Tag Archives: Charles J Chaput

be holy

We know the Israelites were called by God to be holy and set apart.

Leviticus 11:44: “I am the LORD your God; consecrate yourselves and be holy, because I am holy.”

The word holy in Hebrew is: קָד֖וֹשׁ or
According to Strong’s:
qadosh: sacred, holy
Part of Speech: Adjective
Transliteration: qadosh
Phonetic Spelling: (kaw-doshe’)
Short Definition: holy
In reference to a person: holy one, saint
from qadash; sacred (ceremonially or morally); (as noun) God (by eminence), an angel, a saint, a sanctuary — holy (One), saint.

We tend to see this being holy and set apart as part and parcel with the old covenant, with the laws and practices prescribed and proscribed for the Jews.

However, we find the same call to holiness in the New Testament.

“Because it is written, ‘Be ye holy; for I am holy.’” (1 Peter 1:16)

The word holy in Greek is: Ἅγιοι
According to Strong’s:
hagios: sacred, holy
Part of Speech: Adjective
Transliteration: hagios
Phonetic Spelling: (hag’-ee-os)
Short Definition: set apart, holy, sacred
Definition: set apart by (or for) God, holy, sacred.

In both instances we find that some group of people (the Israelites in the Old Testament, and the Christians in the New Testament) are called to be holy because God is holy.

Because of this we can see the life of the Christian as fundamentally a continuation of what began in the Old Testament. The Church has taken the place of Israel as the People of God, meaning that like the Israelites, Christians are called to be set apart, to be the holy ones.

Re-learning what it means to be holy, I would argue, just might be the key work of the Church today.
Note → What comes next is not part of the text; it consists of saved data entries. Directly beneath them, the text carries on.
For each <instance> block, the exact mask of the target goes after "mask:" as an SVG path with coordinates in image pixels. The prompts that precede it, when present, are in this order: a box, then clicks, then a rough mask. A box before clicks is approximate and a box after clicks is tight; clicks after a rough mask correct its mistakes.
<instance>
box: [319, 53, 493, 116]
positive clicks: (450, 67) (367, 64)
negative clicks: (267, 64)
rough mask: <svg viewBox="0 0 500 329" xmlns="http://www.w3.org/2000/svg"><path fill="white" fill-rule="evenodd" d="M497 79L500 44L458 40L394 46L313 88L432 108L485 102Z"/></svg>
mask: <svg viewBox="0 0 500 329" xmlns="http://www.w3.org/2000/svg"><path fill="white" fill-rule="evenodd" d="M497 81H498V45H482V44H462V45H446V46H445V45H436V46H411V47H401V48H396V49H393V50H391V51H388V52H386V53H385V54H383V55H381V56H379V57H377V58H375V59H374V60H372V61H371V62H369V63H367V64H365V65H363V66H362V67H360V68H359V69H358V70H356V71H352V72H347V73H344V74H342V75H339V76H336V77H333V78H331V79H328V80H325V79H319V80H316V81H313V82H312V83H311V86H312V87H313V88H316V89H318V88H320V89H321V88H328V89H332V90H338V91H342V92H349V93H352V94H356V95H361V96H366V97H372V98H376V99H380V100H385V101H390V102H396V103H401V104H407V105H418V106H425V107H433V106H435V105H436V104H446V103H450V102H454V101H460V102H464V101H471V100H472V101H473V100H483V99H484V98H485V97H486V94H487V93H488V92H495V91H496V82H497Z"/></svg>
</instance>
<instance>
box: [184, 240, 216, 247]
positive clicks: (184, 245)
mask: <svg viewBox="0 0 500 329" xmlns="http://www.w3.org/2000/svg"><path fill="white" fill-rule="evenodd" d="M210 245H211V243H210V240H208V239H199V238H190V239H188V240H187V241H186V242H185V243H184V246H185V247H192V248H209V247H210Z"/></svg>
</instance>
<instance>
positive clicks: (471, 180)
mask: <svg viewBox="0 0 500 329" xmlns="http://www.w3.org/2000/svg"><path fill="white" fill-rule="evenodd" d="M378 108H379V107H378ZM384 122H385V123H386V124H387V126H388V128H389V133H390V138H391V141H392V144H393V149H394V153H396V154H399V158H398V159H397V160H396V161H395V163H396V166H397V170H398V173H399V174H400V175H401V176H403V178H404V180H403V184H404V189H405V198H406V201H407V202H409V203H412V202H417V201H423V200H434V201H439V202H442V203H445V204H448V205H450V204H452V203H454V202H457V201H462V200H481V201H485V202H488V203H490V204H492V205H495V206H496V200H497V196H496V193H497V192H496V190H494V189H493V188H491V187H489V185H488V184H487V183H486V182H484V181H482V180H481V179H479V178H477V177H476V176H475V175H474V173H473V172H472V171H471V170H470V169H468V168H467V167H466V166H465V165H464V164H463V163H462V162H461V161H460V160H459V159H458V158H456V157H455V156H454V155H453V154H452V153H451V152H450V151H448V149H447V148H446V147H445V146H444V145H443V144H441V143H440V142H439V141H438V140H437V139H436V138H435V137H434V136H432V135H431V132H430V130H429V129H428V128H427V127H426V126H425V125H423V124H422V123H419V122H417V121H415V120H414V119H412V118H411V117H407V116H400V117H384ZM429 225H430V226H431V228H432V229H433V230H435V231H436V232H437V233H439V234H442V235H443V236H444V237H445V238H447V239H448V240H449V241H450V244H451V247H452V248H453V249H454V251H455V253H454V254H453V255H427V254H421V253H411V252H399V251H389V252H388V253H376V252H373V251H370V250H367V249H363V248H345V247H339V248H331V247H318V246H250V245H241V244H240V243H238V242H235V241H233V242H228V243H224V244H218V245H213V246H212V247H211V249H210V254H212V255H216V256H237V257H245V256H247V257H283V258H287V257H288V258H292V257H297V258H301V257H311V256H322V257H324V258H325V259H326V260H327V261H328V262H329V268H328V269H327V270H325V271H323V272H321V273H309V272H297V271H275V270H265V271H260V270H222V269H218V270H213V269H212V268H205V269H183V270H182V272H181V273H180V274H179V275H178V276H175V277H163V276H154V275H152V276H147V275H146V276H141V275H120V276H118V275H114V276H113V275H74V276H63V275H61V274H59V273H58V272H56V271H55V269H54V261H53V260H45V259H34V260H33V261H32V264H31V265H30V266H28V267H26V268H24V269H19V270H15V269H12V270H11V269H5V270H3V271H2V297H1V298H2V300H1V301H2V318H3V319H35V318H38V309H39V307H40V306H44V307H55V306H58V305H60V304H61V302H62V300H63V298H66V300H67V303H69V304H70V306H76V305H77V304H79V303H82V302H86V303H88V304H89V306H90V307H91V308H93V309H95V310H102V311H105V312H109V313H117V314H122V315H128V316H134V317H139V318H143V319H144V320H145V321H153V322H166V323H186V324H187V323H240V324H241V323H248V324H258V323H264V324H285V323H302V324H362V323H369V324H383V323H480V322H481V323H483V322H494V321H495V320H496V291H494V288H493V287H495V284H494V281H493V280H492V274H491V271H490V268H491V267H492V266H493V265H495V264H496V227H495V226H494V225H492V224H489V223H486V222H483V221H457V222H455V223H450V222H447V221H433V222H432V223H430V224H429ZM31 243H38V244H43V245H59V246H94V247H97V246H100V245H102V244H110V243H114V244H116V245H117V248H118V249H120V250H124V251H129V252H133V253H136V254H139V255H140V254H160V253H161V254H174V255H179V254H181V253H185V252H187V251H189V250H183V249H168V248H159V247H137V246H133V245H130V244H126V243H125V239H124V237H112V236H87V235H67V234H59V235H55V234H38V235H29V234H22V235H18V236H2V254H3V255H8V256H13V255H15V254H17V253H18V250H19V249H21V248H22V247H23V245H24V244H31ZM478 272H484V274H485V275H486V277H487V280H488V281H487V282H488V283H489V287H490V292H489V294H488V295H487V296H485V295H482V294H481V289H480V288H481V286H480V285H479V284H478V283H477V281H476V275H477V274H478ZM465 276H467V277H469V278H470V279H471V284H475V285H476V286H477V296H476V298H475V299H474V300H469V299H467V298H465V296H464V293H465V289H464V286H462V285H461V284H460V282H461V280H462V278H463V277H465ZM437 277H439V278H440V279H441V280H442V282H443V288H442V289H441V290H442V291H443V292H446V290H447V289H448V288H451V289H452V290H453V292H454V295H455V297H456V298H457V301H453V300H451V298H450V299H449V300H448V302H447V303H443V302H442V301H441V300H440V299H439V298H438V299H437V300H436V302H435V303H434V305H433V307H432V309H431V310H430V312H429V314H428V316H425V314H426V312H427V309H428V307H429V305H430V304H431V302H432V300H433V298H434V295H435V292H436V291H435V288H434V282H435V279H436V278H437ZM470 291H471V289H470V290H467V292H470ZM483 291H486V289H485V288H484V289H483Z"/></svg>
And perhaps the popularity of such books at Rod Dreher’s The Benedict Option: A Strategy for Christians in a Post-Christian Nation, Archbishop Chaput’s Strangers in a Strange Land: Living the Catholic Faith in a Post-Christian World, and Anthony Esolen’s Out of the Ashes: Rebuilding American Culture all stem from a deep resonance and growing sense that the Church has lost, and must recover, its commitment to holiness.